Rides I do remember: I became the chauffeur
in the late ‘70s-early ‘80s. Cousin Mandy,
my sister Devon and baby brother DJ demanded rides.
The wagon was outside, starting to warp and showing wear,
always either dirty or wet; we didn’t care.

Being #1 daughter/granddaughter slowly became a drag.
I was the responsible one, the narc, the guinea pig,
no longer the queen---the kiddos were running the show,
often running away. Radio Flyer practically flew
upon the ground as they raced down the hill.

I wished I could fly away—
queen-sized,
dragged around in the Flyer,
feeling free again.

Carrie Magness Radna __







First day in Venice

Like eager, newborn colts we bounded out of the airport tram
from the jet plane, still sleepy-eyed, & awestruck
by seeing the Alps (or Dolomites) Mountains from above

Venice’s humidity hit us like a Mack truck (not surprising; it’s surrounded by water)
the moment we hit the ground, babies we became, like the
swarthy passport guard boys that greeted us, “Okay, you fine”…we are here!

I drank my German Coke as the houses whizzed by in the sleek pickup car;
the sun beat down softly, but hot.

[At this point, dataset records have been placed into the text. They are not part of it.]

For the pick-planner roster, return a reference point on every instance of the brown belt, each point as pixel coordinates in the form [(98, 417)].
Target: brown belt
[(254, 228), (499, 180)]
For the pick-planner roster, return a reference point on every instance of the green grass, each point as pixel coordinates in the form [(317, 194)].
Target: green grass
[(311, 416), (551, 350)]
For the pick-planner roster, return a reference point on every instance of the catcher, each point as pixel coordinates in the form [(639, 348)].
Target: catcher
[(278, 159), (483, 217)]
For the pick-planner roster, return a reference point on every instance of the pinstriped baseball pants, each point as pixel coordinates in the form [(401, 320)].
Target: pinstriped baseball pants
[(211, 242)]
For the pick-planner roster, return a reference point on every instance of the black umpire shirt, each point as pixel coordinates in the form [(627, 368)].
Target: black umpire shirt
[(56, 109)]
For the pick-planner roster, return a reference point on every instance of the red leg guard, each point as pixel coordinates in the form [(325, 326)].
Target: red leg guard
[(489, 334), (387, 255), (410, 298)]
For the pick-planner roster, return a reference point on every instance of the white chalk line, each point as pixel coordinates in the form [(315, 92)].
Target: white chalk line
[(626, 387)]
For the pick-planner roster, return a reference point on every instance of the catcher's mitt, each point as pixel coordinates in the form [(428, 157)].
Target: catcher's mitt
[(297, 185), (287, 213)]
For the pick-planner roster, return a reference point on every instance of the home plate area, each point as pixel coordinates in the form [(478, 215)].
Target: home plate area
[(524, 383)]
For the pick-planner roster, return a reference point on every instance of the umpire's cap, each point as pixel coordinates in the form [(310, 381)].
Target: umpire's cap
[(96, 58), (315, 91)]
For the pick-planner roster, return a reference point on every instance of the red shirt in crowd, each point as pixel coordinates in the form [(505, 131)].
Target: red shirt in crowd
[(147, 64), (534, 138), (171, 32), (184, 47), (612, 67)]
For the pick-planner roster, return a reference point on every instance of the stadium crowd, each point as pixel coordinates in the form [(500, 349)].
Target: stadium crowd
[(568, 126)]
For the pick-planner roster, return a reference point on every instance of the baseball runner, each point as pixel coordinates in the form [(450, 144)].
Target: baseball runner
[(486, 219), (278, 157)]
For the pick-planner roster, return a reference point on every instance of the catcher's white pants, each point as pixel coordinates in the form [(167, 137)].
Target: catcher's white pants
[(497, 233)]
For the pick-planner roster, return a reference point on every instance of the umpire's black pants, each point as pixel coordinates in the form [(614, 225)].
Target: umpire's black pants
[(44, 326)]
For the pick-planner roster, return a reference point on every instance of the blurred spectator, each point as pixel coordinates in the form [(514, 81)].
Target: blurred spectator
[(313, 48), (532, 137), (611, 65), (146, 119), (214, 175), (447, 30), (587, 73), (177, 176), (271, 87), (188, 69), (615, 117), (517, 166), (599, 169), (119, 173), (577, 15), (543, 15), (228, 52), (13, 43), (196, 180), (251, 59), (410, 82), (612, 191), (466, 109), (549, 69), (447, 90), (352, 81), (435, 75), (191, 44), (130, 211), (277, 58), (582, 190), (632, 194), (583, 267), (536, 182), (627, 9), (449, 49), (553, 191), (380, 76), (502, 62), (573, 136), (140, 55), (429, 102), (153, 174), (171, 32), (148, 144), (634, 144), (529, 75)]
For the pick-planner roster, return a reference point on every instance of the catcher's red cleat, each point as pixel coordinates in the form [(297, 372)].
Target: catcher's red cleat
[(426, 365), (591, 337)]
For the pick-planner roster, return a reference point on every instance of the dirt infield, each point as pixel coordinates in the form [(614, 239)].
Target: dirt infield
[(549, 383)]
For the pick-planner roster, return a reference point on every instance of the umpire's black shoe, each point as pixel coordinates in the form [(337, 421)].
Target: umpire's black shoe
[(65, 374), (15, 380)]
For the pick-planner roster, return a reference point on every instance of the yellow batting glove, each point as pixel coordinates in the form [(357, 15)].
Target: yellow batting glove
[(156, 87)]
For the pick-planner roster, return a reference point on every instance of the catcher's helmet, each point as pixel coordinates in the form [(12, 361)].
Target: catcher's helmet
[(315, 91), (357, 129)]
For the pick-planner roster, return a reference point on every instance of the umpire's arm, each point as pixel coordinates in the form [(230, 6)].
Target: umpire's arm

Bells rang in the distance as we drove on…

The 10-minute walk to the piazza would had been more manageable
without the suitcases; (thank God for my commute to Queens)

There is life waiting on the canal, the terra-cotta houses and marble buildings,
frescoes, the cobblestones built over 250 years ago,
the people milling about, kissing, drinking Aperol spritzers and Camapri, eating gelato

We stopped for tapas, ate some speck ham (prosciutto)
and we sat by the water as the boats floated by.

We followed the narrow passages, lost like young fillies just learning to walk,
but we loved the journey as if we were half just-born,
half adventurers ready to run.

  Carrie Magness Radna__
___________________________________________________________

First violin (Belsca Quartet)

Perfect naked armpit
peeking out from silk teal,
flowing dress as water
as two, tanned, shapely arms
balance her bow with silken catgut
& she pauses, clicking her toe
on her iPad score
as she plays first violin passionately.

Naturally, she’s a Romanian
whose classical training took her to London
and she remained there, meeting
a Polish violist at University,
and they began a string quartet
named after her family name
which set the entire world on fire.

Did she keep her first violin?
Did her parents have an inkling
of her violin prowess?

Her obsidian wavy locks flowed freely,
shining under the concert hall lights.

The men also played well;
the 4 worked as a well-honed unit.
The quartet sparked the audience
members’ blood awake,
enchanting all, until the very last note.

  Carrie Magness Radna__
Butterflies in Hell

This was not my mother’s Mephistopheles,
where he stole a violin from an
unsuspecting fiddler;

No, if butterflies did exist in Hell,
where the pulsing of thousands
of delicate wings beating
themselves into submission
a thousand times over
in a small, badly-lit corner,

as every possible color dissolved
over and over again,
as the flames grew brighter,
with the moon-kissed wings of insects
beating on until their very last breath—

Liszt has created this.


  Carrie Magness Radna__

(inspired by Franz Liszt’s Mephisto Waltz, no. 1 (Der Tanz in der Dorfischenke), S. 514,
as played by pianist Denis Matsuev at Carnegie Hall)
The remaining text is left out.